29. An oligomer, polymer or dendrimer containing one or more compounds according to claim 18, where the bond(s) to the polymer, oligomer or dendrimer may be localised at any positions in formula (I) which are substituted by R1 or R2.

30. A formulation comprising at least one compound according to claim 18 and at least one solvent.

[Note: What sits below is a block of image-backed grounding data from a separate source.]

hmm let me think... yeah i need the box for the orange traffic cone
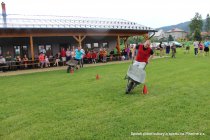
[142,84,148,94]
[70,69,74,74]
[96,74,99,80]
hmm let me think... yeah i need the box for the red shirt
[39,54,45,62]
[91,52,97,59]
[86,52,91,58]
[61,49,66,57]
[136,45,152,63]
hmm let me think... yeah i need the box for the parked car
[169,41,182,47]
[151,42,168,49]
[152,41,182,48]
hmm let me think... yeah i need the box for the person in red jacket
[60,47,66,61]
[133,40,154,69]
[91,50,97,64]
[39,52,45,68]
[85,51,92,63]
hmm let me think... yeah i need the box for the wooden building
[0,2,155,60]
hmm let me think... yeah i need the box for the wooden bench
[0,65,9,72]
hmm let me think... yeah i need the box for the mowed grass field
[0,49,210,140]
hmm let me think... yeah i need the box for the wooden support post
[73,36,79,42]
[122,37,128,49]
[81,36,86,42]
[78,36,81,47]
[73,35,86,48]
[117,35,121,54]
[30,35,34,61]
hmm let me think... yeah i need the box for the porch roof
[0,14,155,32]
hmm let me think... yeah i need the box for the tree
[186,33,193,41]
[128,36,144,44]
[168,35,174,41]
[150,37,159,42]
[204,14,210,32]
[189,13,203,34]
[194,29,202,41]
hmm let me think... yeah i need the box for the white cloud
[2,0,210,28]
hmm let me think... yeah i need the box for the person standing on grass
[171,43,176,58]
[74,46,85,69]
[80,47,85,67]
[185,41,190,54]
[193,40,199,56]
[198,41,204,56]
[159,42,163,57]
[204,40,209,56]
[135,43,140,56]
[126,45,130,60]
[132,40,154,70]
[165,42,170,55]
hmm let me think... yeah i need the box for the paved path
[0,56,166,77]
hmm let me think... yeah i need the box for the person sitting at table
[66,48,71,62]
[54,52,61,66]
[45,55,50,67]
[102,48,107,63]
[70,47,75,58]
[22,54,29,68]
[5,51,12,70]
[109,49,115,61]
[15,55,22,70]
[85,51,92,64]
[0,55,7,72]
[5,51,12,61]
[39,52,45,68]
[91,50,97,64]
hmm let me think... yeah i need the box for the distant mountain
[157,19,207,32]
[157,21,191,32]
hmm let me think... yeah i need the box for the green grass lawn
[0,49,210,140]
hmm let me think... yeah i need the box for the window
[22,46,28,56]
[46,45,53,56]
[0,46,2,55]
[46,45,52,51]
[13,45,28,58]
[38,45,45,54]
[39,44,52,55]
[93,43,99,48]
[102,42,108,48]
[85,43,91,49]
[14,46,21,56]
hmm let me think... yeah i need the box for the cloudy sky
[2,0,210,28]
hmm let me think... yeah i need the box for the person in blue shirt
[74,46,85,69]
[204,40,210,56]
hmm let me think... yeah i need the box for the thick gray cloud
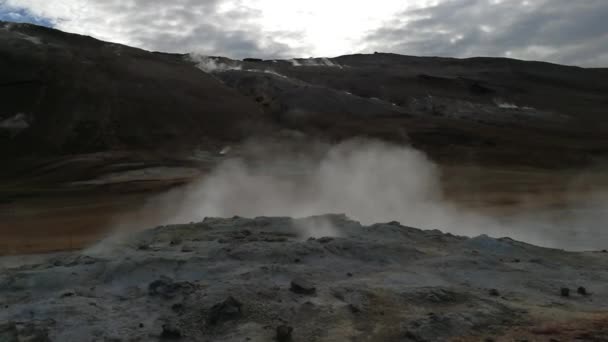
[104,0,306,58]
[4,0,308,59]
[362,0,608,67]
[4,0,608,66]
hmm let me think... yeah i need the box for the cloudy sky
[1,0,607,66]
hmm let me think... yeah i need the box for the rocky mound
[1,215,607,341]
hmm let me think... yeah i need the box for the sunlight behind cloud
[250,0,414,57]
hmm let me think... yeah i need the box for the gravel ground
[1,214,607,341]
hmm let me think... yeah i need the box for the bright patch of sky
[0,2,53,26]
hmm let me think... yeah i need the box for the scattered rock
[137,243,150,251]
[577,287,588,296]
[149,277,176,297]
[422,289,462,303]
[276,325,293,342]
[207,297,243,325]
[261,236,287,243]
[0,322,50,342]
[347,272,353,277]
[67,255,99,266]
[489,289,500,297]
[317,237,334,244]
[290,278,316,295]
[19,327,50,342]
[148,277,195,299]
[172,303,185,313]
[61,290,76,298]
[161,323,182,339]
[560,288,570,297]
[348,304,361,313]
[0,322,18,342]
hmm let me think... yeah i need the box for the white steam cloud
[107,139,608,251]
[171,140,441,224]
[188,55,242,73]
[290,58,342,68]
[188,54,292,79]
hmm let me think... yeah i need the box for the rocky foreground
[1,215,608,341]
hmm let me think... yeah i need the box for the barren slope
[0,21,264,158]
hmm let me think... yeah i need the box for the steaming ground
[2,139,607,255]
[2,140,608,341]
[109,139,608,251]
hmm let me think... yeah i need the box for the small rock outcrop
[0,321,50,342]
[276,325,293,342]
[290,278,316,295]
[148,277,195,299]
[161,323,182,339]
[207,297,243,325]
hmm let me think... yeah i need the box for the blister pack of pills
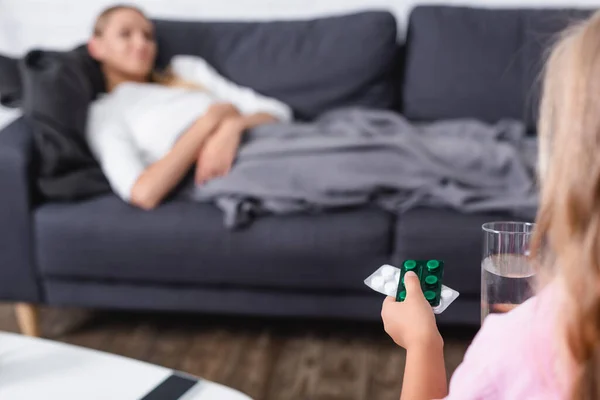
[364,261,460,314]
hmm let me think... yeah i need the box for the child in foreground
[382,10,600,400]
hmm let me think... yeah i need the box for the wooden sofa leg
[15,303,41,337]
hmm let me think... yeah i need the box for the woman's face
[90,9,157,80]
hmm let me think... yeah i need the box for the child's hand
[381,271,442,350]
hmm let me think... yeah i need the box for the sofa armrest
[0,117,41,302]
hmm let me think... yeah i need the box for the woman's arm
[193,111,279,183]
[88,104,232,209]
[170,55,294,123]
[130,120,210,209]
[239,112,278,129]
[131,104,237,209]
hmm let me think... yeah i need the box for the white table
[0,331,253,400]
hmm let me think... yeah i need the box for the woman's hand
[195,117,245,184]
[194,111,279,184]
[208,102,241,119]
[381,271,442,350]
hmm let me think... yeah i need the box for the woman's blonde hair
[92,4,201,90]
[531,10,600,399]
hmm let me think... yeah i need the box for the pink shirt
[442,281,570,399]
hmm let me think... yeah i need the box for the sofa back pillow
[20,45,110,200]
[153,11,399,121]
[402,5,591,130]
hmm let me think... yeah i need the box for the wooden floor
[0,304,475,400]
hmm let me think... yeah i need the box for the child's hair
[92,4,202,90]
[531,10,600,399]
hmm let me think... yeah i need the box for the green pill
[427,260,440,271]
[404,260,417,270]
[424,291,436,301]
[425,275,438,285]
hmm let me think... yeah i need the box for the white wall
[1,0,600,128]
[2,0,600,55]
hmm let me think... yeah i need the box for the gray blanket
[186,108,538,228]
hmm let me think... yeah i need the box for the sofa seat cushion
[393,208,527,297]
[35,195,393,291]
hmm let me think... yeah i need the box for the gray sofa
[1,5,582,330]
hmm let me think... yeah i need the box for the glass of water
[481,221,535,322]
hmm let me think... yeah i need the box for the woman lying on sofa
[86,4,293,210]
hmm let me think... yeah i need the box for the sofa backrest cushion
[402,6,591,129]
[153,11,399,121]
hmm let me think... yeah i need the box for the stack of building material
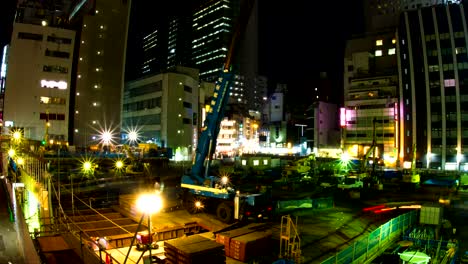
[164,234,225,264]
[216,226,272,262]
[229,230,272,262]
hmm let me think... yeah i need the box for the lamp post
[136,193,163,261]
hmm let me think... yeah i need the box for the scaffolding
[279,214,301,263]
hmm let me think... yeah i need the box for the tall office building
[192,0,259,106]
[398,2,468,170]
[127,0,259,109]
[71,0,131,147]
[2,0,75,142]
[343,31,399,165]
[363,0,457,31]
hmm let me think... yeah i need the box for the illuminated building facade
[123,66,199,154]
[398,3,468,170]
[192,0,259,106]
[343,31,399,165]
[72,0,131,147]
[3,22,75,142]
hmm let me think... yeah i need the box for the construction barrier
[320,210,417,264]
[276,196,334,213]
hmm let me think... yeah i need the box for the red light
[373,207,397,214]
[267,206,272,211]
[245,211,251,216]
[363,205,386,212]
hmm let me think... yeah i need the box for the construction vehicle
[180,0,272,223]
[401,144,420,191]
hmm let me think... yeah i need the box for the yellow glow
[221,176,228,185]
[83,161,92,171]
[17,157,24,165]
[13,131,21,140]
[115,160,124,169]
[8,148,16,157]
[137,193,163,214]
[399,205,421,209]
[403,161,412,169]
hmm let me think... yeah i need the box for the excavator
[180,0,272,223]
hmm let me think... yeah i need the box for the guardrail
[320,210,417,264]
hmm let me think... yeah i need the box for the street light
[114,159,125,177]
[136,193,163,261]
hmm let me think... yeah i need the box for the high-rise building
[363,0,457,31]
[398,2,468,170]
[127,0,260,109]
[3,1,76,142]
[343,31,399,165]
[71,0,131,147]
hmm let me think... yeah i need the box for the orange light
[363,205,386,212]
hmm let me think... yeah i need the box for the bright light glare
[101,131,112,144]
[137,193,163,214]
[115,160,124,169]
[195,201,203,208]
[13,131,21,140]
[8,149,15,157]
[17,157,24,165]
[221,176,228,185]
[83,161,92,171]
[128,131,138,142]
[341,152,350,162]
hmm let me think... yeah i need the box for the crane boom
[189,0,255,183]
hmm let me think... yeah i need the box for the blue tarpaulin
[423,178,457,187]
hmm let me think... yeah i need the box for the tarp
[423,178,457,187]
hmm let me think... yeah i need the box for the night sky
[0,0,364,103]
[259,1,364,103]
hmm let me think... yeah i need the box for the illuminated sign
[41,80,67,89]
[340,108,346,127]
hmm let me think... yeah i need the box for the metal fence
[321,210,418,264]
[276,196,334,213]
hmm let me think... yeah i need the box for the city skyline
[1,0,363,101]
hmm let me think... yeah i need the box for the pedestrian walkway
[0,172,44,264]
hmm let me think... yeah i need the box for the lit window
[444,79,455,87]
[388,48,396,55]
[78,74,81,78]
[75,129,78,133]
[81,40,85,44]
[79,57,83,61]
[375,50,383,56]
[95,10,99,14]
[376,39,383,46]
[75,110,79,114]
[392,38,396,44]
[40,97,50,104]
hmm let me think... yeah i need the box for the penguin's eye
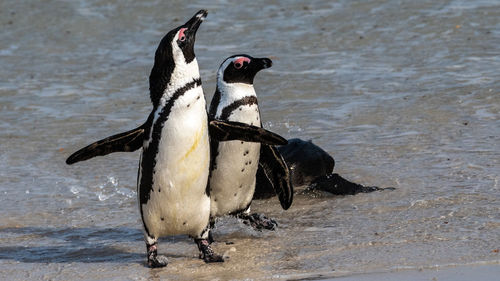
[233,57,251,70]
[178,28,187,42]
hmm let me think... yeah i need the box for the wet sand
[330,263,500,281]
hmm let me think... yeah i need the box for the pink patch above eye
[234,57,251,66]
[178,28,187,40]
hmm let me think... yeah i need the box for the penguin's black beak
[220,55,272,84]
[250,57,273,72]
[184,9,207,36]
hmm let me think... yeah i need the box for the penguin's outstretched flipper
[66,118,286,165]
[66,122,147,165]
[258,144,293,210]
[209,120,287,146]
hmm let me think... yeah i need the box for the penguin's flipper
[259,145,293,210]
[66,126,145,165]
[209,120,287,146]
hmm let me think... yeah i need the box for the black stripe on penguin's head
[220,54,273,85]
[175,9,207,63]
[149,10,207,107]
[154,9,206,65]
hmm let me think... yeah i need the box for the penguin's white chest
[210,103,261,217]
[141,87,210,237]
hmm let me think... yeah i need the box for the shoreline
[280,261,500,281]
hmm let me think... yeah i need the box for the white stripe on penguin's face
[215,57,256,119]
[166,29,200,98]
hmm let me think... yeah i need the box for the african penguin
[136,10,219,268]
[254,138,394,198]
[65,12,288,267]
[207,55,293,233]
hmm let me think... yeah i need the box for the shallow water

31. A formulation comprising at least one polymer, oligomer or dendrimer according to claim 29 and at least one solvent.

32. An electronic device comprising the compound according to claim 18.

33. An electronic device comprising anode, cathode and at least one organic layer, where the organic layer comprises at least one compound according to claim 18.

34. The electronic device according to claim 32, wherein the device is selected from the group consisting of organic integrated circuits (O-ICs), organic field-effect transistors (O-FETs), organic thin-film transistors (O-TFTs), organic light-emitting transistors (O-LETs), organic solar cells (O-SCs), organic optical detectors, organic photoreceptors, organic field-quench devices (O-FQDs), light-emitting electrochemical cells (LECs), organic laser diodes (O-lasers) and organic electroluminescent devices (OLEDs).

35. An organic electroluminescent device comprising the compound according to claim 18 is employed as matrix material in an emitting layer in combination with one or more emitter compounds.